水神の言うことが最もであり、サキが既に用済みなのだとしても村をこのまま放っておくわけにはいかないのだ。村を――家族を救うことだけが生贄となるサキの最後の心の拠り所だったのだから。
「水神様、」
「くどいぞ。私に意見するのか」
続けようとした言葉を遮られてサキは思わず萎縮した。紅い瞳が射抜くようにサキを見据える。周りの空気が冷たくなる。今まで何事にも淡々としていた水神が怒っていると感じたのは、サキが来てから初めてのことだった。
恐ろしさに涙が出そうになるが懸命に堪える。
さっと水神が手を払うと、掴んでいた手が離れてサキがたたらを踏む。あっと思った時には遅かった。裳の裾を踏んだ足は身体を支えきれず、大きく後ろに倒れる。そのまま高欄に背中を打ちつけた。
「――――――サキ!」
焦ったような声が響く。肌触りの良い衣は高欄を滑り、するりと越えてサキは頭から水面に叩きつけられることになった。痛みと衝撃に息が詰まる。

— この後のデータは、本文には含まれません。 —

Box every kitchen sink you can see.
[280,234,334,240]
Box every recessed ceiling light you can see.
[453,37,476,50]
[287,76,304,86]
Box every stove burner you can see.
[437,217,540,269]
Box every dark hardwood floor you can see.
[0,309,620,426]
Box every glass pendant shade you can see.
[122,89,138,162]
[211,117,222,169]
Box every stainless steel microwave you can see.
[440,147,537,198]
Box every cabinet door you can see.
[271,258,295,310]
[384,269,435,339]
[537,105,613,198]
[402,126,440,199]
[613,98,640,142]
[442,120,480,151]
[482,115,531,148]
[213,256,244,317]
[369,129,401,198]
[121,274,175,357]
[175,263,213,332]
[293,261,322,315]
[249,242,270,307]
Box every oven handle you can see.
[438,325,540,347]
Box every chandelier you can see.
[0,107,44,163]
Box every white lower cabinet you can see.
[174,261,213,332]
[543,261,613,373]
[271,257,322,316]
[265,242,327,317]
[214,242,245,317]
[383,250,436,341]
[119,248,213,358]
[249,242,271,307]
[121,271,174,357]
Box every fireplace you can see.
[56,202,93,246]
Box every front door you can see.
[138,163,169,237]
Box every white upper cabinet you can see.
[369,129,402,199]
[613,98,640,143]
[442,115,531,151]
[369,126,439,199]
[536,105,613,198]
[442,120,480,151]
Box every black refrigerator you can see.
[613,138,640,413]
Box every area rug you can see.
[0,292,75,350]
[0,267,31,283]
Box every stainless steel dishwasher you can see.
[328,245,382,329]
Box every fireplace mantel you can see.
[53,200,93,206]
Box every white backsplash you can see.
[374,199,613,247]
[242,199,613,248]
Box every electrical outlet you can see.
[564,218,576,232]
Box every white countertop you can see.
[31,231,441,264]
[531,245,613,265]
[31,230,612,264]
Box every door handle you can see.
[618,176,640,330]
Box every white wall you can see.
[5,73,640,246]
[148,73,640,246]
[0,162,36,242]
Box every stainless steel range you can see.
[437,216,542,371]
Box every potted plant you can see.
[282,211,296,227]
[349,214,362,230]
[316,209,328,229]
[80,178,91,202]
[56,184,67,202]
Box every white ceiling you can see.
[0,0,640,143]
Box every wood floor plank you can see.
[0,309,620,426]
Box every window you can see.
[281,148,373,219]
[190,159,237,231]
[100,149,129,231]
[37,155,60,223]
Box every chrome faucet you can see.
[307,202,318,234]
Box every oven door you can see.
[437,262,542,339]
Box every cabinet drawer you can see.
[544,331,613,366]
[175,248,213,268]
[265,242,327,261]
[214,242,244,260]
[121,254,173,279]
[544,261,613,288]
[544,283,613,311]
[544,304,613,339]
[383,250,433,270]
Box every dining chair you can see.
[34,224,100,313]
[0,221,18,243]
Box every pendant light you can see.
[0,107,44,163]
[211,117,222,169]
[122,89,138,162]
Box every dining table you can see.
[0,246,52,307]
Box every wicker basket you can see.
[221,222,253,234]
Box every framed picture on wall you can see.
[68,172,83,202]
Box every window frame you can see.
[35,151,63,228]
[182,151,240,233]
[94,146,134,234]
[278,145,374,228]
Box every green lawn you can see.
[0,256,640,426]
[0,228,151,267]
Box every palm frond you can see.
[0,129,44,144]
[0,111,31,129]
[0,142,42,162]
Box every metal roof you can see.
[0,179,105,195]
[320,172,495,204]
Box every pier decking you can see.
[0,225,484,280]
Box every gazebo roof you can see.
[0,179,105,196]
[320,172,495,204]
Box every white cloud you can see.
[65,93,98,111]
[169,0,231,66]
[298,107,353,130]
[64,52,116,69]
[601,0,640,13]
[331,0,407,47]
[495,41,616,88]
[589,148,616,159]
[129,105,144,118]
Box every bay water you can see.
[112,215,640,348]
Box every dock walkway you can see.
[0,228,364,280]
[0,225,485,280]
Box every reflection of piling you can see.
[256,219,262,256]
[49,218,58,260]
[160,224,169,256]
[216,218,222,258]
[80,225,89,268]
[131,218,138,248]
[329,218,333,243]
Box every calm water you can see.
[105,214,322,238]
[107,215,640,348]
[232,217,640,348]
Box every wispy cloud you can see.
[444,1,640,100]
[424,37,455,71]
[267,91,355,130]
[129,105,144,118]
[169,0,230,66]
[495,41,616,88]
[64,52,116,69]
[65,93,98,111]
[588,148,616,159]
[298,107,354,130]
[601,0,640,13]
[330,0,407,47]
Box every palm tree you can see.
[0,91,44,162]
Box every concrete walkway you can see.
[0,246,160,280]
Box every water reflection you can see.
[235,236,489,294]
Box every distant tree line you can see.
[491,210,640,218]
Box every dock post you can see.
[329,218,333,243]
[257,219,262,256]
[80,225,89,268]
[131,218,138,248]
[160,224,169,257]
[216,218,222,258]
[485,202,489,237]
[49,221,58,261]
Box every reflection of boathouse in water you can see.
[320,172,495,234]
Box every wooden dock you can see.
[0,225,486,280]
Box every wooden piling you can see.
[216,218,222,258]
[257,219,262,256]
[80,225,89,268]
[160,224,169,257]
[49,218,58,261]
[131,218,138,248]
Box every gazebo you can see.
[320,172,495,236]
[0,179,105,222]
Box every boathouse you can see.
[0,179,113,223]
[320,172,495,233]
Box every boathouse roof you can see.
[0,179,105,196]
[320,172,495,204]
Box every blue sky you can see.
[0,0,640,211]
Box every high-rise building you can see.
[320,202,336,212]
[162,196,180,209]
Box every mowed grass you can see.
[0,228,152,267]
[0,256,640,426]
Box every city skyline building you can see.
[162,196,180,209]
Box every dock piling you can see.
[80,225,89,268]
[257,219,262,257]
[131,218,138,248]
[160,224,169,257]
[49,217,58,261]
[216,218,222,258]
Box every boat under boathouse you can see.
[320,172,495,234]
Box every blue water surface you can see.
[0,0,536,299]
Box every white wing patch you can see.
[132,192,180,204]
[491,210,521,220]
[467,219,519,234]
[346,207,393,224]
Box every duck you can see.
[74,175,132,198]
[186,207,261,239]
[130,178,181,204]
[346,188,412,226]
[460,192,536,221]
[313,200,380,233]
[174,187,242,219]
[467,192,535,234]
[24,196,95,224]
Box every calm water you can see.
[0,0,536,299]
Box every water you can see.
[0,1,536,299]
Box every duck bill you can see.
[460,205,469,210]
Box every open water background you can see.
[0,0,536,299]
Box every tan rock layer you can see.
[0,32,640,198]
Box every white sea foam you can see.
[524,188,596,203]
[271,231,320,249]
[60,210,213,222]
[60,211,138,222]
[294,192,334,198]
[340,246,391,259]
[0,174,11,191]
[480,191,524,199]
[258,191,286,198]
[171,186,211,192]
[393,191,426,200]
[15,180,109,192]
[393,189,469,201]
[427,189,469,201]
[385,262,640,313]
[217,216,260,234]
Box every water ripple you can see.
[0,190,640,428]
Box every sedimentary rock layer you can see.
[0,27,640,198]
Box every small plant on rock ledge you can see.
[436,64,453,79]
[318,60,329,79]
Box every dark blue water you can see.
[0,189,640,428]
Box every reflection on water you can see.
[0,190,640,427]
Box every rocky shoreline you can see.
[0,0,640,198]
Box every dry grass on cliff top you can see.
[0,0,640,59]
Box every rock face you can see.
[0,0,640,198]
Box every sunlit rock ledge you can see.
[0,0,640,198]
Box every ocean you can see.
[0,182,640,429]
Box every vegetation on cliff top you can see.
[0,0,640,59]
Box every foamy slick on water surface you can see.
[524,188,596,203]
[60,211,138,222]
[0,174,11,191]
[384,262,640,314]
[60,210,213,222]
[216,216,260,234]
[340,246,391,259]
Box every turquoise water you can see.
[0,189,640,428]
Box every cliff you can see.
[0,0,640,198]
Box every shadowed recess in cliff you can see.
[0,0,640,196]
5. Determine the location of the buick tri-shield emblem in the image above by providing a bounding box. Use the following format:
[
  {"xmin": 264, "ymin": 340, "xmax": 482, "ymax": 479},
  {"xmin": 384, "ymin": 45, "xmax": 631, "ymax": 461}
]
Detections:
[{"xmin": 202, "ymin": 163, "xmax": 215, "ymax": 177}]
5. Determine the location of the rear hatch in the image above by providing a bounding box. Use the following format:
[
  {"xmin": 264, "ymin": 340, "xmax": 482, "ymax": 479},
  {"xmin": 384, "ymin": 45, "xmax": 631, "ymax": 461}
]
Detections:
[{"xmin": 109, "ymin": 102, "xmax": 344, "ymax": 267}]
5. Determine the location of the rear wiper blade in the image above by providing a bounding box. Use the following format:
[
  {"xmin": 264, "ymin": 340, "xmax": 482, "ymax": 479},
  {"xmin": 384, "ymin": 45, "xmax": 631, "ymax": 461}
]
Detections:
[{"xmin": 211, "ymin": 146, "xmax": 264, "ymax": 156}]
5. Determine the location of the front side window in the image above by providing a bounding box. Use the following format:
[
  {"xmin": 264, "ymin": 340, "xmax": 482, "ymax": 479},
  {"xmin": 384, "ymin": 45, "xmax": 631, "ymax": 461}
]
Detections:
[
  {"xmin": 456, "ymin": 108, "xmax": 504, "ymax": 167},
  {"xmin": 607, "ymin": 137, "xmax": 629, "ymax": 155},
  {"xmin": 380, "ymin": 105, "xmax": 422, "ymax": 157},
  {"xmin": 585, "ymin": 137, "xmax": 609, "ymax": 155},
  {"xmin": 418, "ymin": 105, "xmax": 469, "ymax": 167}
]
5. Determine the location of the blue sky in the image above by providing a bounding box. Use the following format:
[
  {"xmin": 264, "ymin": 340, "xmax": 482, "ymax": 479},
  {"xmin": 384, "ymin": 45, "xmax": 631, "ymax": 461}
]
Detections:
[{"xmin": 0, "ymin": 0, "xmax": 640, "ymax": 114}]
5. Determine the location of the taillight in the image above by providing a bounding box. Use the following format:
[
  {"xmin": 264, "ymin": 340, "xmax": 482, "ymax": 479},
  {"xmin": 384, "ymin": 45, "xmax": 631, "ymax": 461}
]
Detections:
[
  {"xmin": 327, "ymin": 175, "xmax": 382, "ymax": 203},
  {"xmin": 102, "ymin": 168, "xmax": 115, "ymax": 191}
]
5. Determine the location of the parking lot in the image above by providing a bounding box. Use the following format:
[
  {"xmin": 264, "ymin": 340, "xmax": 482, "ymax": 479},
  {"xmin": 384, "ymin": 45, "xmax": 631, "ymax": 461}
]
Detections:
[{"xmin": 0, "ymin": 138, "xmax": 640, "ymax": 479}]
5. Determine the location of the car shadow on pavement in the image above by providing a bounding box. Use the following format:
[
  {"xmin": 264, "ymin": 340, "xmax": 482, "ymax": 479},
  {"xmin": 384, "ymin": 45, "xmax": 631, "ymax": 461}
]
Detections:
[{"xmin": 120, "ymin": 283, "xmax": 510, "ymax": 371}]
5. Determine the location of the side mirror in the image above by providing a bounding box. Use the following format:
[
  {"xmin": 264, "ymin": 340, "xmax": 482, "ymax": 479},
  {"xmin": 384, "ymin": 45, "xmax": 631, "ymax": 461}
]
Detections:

長い着物が四肢に絡みつき手を伸ばすことさえできなかった。身体はゆっくりと沈んでいく。息が苦しくなり霞む視界の中で、そういえば水神から名を呼ばれたのは初めてではないか、という思考がサキの脳裏をかすめる。しかしそれ以上考えることはできず、そのままサキは意識を手放した。